Trotz Hitze sind alle da

Ein bewegter Alexander Gerst klatscht Beifall, als der Ruf mit fünf Sekunden Verzögerung auf der ISS ankommt. "I hear you loud and clear. Hallo Hohenlohe, hallo Künzelsau", hatte der Astronaut wenige Sekunden zuvor pünktlich um 17.15 Uhr die Menge in der Künzelsauer Innenstadt begrüßt. Noch eine halbe Stunde zuvor gab es große Lücken in der Hauptstraße. "Die Leute haben das bei der Hitze genau richtig gemacht. Sie sind spät gekommen aber zum Start waren alle da", freut sich Künzelsaus Bürgermeister Stefan Neumann.

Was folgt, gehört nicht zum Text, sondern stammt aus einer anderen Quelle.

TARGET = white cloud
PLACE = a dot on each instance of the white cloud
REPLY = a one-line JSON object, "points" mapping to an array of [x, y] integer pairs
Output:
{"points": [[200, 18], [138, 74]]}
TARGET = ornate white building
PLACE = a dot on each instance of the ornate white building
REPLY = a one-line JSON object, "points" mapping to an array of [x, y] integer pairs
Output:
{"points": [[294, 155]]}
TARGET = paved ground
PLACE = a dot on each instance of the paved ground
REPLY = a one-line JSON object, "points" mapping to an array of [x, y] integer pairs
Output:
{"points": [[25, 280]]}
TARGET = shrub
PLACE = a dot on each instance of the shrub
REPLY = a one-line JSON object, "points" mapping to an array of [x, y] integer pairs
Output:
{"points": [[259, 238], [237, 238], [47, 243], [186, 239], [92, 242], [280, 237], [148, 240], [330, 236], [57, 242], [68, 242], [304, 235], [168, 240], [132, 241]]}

Einblicke in die Arbeit auf der ISS

Es ist fast wie vor vier Jahren beim ersten Live-Call mit dem Künzelsauer Astronauten. Ein gut gelaunter Alexander Gerst zeigt spielerisch wie die Schwerkraft wirkt, macht Scherze und beantwortete geduldig alle Fragen. "Es sieht im Hintergrund ein wenig unaufgeräumt aus, aber das liegt daran, dass gerade viele Prozesse parallel ablaufen. Wir nehmen uns sogar gegenseitig Blut ab", gibt er auch einen echten Einblick in seine Arbeit. 

20 Minuten die im Flug vergehen

Dabei betont Gerst, wie schnell er sich, bei seinem zweiten Aufenthalt nach 2014, auf der ISS zurechtgefunden hat. "Das erste Mal hier kann einen schon umhauen, das zweite Mal war schon viel entspannter. Das ist so, wie wenn man nach Künzelsau zurückkommt, wenn man lange weg war", schildert der 42-Jährige. Und er beschreibt, wie sein Arbeitsalltag auf der ISS abläuft. "Das ist fast wie auf der Erde, wir arbeiten von 7.30 bis 19 Uhr, dann essen wir, machen Sport und haben eine Stunde Freizeit", erzählt er den Zuschauern, die besonders aufmerksam zuhören, wenn Gerst nachdenkliche Töne anschlägt. "Ein Blick aus dem Fenster auf Blitze, ein tropisches Gewitter oder Großtädte bei Nacht, das ist einfach nur wunderschön", so Gerst während der 20-minütigen Live-Schaltung, die wie im Flug vergeht.

Welcome-Party wird schon geplant

"Es war wieder einfach toll und wir freuen uns schon auf die zweite Welcome-Party, die wir für Alex im nächsten Sommer machen wollen. Das wir eine Riesensause", kündigt Stefan Neumann schon das nächste Großevent an. Und wer vom Live-Call mit Astro-Alex und der ISS noch nicht genug hat, kann heute nachlegen. Denn zum Höhepunkt der längsten Mondfinsternis des 21. Jahrhunderts ist die ISS über Deutschland. "Um 22.31 Uhr sind wir von Hohenlohe aus besonders gut zu sehen", sagt Alexander Gerst zum Abschluss der Live-Schaltung.